Tourism Western Australia and The University of Leeds partnered up to explore the physiological and psychological impact of cute animals on students and staff at the University of Leeds.
The sessions involved 19 subjects — 15 students and four staff members — and was intentionally timed during winter exams, a time when stress is at a significantly high level. The participants were asked to watch a 30-minute slide show that included photos and video clips of various cute animals, such as puppies, kittens and quokkas.
In all cases, the study saw blood pressure, heart rate and anxiety go down in participants, 30 minutes after watching the video.
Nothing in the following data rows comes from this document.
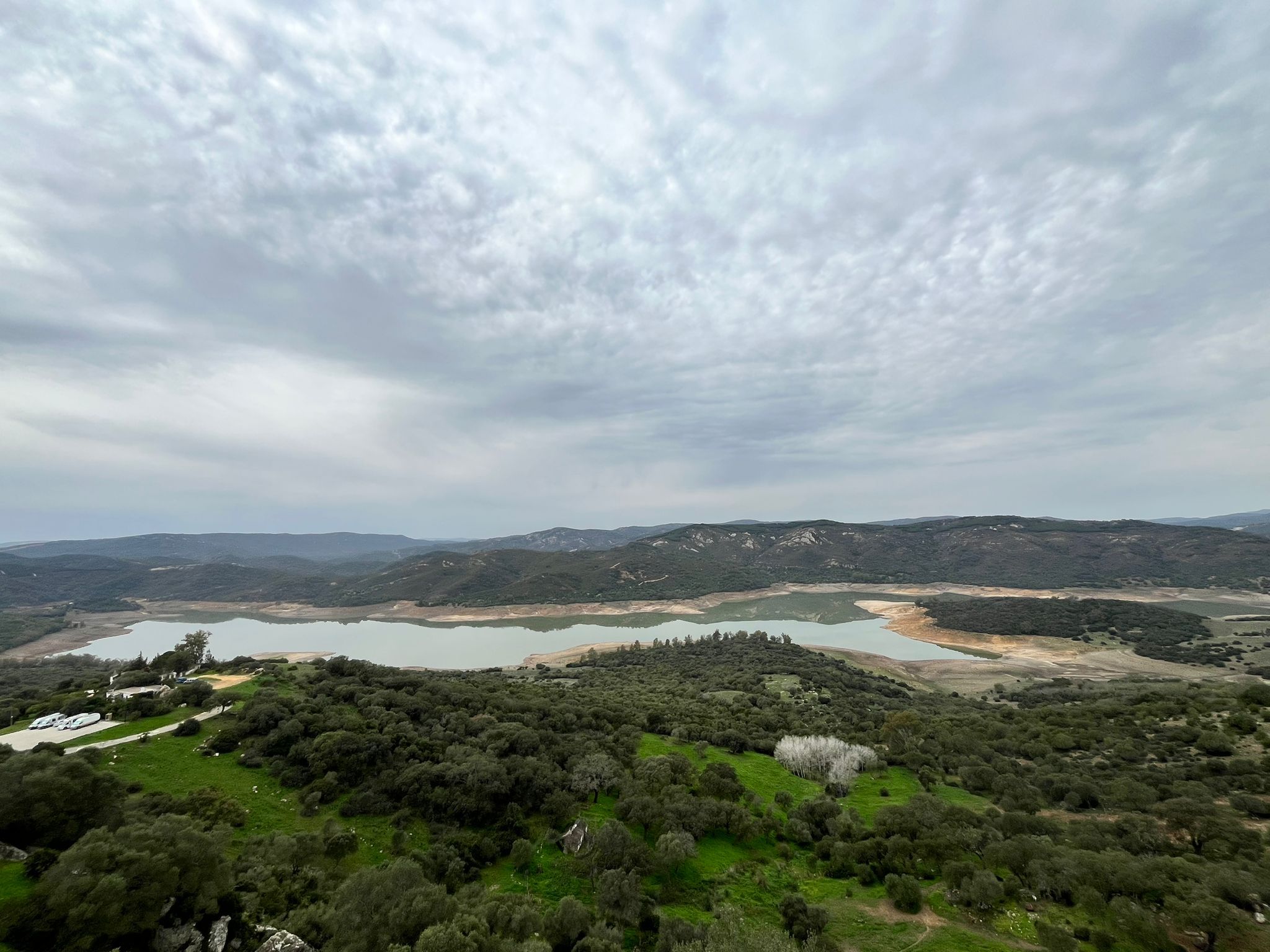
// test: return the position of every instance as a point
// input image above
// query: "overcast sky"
(466, 270)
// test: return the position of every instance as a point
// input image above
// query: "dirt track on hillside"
(1020, 658)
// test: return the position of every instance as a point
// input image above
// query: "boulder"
(219, 935)
(178, 938)
(283, 941)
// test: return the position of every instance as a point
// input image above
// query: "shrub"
(905, 892)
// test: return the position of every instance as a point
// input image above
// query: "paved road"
(166, 729)
(27, 739)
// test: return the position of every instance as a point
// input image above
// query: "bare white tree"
(828, 759)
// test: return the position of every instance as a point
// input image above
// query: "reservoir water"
(412, 644)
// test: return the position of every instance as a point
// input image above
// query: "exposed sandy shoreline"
(1019, 656)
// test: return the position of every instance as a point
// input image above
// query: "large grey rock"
(283, 941)
(178, 938)
(219, 935)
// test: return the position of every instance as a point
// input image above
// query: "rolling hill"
(1231, 521)
(293, 551)
(696, 560)
(689, 562)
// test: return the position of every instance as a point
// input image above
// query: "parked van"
(78, 721)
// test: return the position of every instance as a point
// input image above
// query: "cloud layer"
(450, 271)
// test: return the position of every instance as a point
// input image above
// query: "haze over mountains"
(283, 549)
(638, 563)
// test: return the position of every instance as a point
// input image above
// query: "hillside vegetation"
(367, 809)
(701, 559)
(690, 562)
(1151, 630)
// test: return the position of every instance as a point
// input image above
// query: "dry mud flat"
(1020, 658)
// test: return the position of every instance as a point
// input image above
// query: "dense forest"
(1127, 815)
(1151, 630)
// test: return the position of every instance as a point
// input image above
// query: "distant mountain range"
(254, 547)
(1258, 522)
(678, 563)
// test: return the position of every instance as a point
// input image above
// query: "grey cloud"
(728, 258)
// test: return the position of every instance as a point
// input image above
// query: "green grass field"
(13, 883)
(901, 785)
(757, 772)
(172, 764)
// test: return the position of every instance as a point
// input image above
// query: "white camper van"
(78, 721)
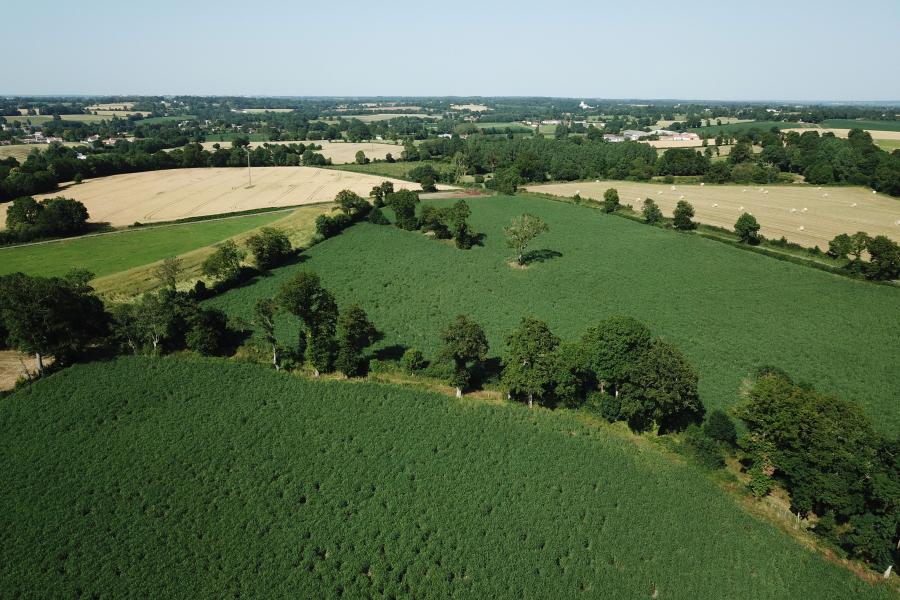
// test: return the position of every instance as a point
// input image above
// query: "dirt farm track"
(154, 196)
(805, 214)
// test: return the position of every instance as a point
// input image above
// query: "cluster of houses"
(663, 135)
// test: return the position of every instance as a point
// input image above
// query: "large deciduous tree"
(464, 345)
(355, 333)
(270, 247)
(660, 388)
(50, 316)
(747, 229)
(522, 232)
(224, 264)
(529, 361)
(304, 297)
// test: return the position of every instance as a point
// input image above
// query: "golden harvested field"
(37, 120)
(111, 106)
(471, 107)
(339, 152)
(876, 135)
(21, 151)
(14, 365)
(264, 110)
(299, 225)
(804, 214)
(154, 196)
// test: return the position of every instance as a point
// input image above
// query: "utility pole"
(249, 176)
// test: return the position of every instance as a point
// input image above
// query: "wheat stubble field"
(155, 196)
(804, 214)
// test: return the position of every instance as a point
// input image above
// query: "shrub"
(413, 361)
(720, 427)
(376, 217)
(705, 450)
(270, 247)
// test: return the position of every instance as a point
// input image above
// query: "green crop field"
(888, 145)
(736, 128)
(174, 477)
(395, 169)
(728, 310)
(862, 124)
(115, 252)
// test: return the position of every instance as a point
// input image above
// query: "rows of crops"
(728, 310)
(174, 477)
(111, 253)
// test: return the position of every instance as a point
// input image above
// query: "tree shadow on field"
(542, 255)
(392, 352)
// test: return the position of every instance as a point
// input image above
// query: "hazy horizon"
(786, 52)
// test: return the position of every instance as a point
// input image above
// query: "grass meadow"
(120, 251)
(862, 124)
(727, 309)
(149, 477)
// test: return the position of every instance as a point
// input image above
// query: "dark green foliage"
(28, 219)
(609, 406)
(831, 460)
(703, 449)
(305, 298)
(413, 361)
(747, 229)
(403, 204)
(376, 217)
(504, 181)
(840, 246)
(522, 231)
(529, 360)
(682, 161)
(611, 200)
(225, 263)
(611, 346)
(55, 316)
(208, 332)
(163, 478)
(884, 259)
(330, 226)
(465, 345)
(689, 290)
(355, 333)
(682, 215)
(660, 388)
(352, 205)
(270, 247)
(720, 427)
(651, 212)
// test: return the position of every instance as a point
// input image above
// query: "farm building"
(634, 134)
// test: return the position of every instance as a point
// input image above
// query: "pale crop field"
(340, 153)
(111, 106)
(168, 195)
(842, 133)
(804, 214)
(21, 151)
(470, 107)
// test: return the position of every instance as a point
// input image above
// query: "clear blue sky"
(693, 49)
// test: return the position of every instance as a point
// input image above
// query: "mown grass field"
(111, 253)
(862, 124)
(398, 170)
(728, 310)
(173, 477)
(736, 128)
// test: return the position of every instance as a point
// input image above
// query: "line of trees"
(43, 171)
(27, 219)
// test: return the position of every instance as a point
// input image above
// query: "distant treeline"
(43, 171)
(821, 159)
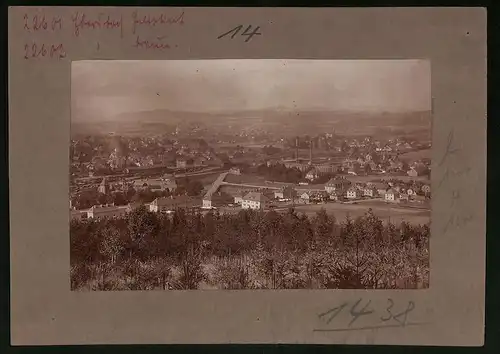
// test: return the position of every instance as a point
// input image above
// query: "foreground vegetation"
(248, 250)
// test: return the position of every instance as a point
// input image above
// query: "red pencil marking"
(162, 19)
(150, 44)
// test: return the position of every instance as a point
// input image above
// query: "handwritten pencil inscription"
(362, 315)
(247, 32)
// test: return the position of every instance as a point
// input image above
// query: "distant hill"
(283, 121)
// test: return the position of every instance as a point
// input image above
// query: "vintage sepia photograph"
(250, 174)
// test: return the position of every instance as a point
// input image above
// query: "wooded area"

The average heart rate of all participants fell from 72.2 bpm to 67.4 bpm: A reduction in heart rate of 6.65% in just 30 minutes.
The average blood pressure across all participants dropped from 136/88 to 115/71. In percentage terms, this represents a 14.9% drop in systolic blood pressure and a 18.28% drop in diastolic blood pressure.
Anxiety rates also went down by 35%, measured using the State-Trait Anxiety Inventory.
In a post-study questionnaire, some of the participants comments included:
“I felt happy and calm”
“I wanted to be on that beach with those little kangaroo things (quokkas)”
The study also found that most participants preferred video clips over still images, particularly of animals interacting with humans.